Why the theory keeps resurfacing

Even so, the story has proven remarkably durable. It’s shown up in books, documentaries, and now a fresh round of interviews from Stone, partly because it sits at a genuinely strange intersection of real history. Parsons was a real rocket scientist whose work is still used today, and his occult life was not some retroactive myth. He wrote about it himself, in detail, while he was doing it. That combination of verifiable science and documented mysticism gives the theory a foothold that pure folklore doesn’t have.

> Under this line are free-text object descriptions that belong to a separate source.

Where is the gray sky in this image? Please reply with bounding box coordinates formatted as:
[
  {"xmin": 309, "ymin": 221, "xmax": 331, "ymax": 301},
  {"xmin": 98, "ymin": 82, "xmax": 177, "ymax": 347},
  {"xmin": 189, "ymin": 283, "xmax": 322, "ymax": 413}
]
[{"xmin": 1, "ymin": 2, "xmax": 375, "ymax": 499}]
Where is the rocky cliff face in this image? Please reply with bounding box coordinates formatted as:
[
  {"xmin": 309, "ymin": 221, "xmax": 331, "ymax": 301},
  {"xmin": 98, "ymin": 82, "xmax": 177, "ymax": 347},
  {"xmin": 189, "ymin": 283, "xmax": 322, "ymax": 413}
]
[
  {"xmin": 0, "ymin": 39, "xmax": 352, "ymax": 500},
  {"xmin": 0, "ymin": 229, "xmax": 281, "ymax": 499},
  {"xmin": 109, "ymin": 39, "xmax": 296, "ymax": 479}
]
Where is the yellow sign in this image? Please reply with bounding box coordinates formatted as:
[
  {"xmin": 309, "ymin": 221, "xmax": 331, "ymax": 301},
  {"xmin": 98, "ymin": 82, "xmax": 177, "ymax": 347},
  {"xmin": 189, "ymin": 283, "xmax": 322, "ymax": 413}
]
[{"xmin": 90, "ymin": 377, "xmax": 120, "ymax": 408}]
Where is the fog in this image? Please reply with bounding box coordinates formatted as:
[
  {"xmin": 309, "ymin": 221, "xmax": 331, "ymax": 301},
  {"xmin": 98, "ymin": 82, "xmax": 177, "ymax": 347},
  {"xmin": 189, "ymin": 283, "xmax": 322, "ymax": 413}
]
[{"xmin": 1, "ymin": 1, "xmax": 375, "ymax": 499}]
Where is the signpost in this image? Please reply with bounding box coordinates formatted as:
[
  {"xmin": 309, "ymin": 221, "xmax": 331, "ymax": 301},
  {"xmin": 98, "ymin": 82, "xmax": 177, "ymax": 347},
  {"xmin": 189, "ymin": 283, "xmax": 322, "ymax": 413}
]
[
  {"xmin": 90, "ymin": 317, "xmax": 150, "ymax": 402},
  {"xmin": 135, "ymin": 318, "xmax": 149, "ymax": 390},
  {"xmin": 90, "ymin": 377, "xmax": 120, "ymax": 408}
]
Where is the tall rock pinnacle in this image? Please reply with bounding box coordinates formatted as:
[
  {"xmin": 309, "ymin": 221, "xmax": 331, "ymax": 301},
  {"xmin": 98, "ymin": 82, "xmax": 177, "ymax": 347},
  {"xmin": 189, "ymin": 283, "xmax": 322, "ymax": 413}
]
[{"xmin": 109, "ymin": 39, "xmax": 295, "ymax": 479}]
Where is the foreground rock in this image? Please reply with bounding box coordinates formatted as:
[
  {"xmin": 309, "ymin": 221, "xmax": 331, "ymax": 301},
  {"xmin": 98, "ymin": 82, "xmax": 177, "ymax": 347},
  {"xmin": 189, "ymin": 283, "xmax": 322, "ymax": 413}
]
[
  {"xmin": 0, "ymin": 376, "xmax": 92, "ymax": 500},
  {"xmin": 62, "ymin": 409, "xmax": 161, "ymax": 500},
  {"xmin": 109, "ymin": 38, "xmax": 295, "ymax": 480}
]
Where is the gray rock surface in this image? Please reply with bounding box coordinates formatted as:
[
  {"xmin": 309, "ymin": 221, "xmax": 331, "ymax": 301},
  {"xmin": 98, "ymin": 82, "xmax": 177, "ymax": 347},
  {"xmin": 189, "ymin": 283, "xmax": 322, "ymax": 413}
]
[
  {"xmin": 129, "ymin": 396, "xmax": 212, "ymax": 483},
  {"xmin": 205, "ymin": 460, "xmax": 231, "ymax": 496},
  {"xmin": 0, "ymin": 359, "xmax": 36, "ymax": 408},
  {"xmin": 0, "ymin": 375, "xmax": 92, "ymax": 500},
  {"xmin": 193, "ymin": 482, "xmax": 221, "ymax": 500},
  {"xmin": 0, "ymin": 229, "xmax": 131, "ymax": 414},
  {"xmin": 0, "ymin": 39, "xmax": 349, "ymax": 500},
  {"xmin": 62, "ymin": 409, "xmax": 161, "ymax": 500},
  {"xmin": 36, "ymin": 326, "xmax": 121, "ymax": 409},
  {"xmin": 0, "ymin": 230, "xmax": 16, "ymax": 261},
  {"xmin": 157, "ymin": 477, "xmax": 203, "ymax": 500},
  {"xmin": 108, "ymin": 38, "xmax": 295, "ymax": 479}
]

For readers who want to go deeper into Parsons’ life, John Carter’s biography Sex and Rockets: The Occult World of Jack Parsons remains the most thorough account available, pulling from Parsons’ own journals and interviews with people who knew him.

Whether the Babalon Working actually opened anything remains, like most stories on this site, a matter of where you’re willing to let your curiosity take you. Parsons believed he’d done something real. Stone believes whatever came through never left. Somewhere between the documented history and the modern reinterpretation of it is a story that isn’t going away anytime soon.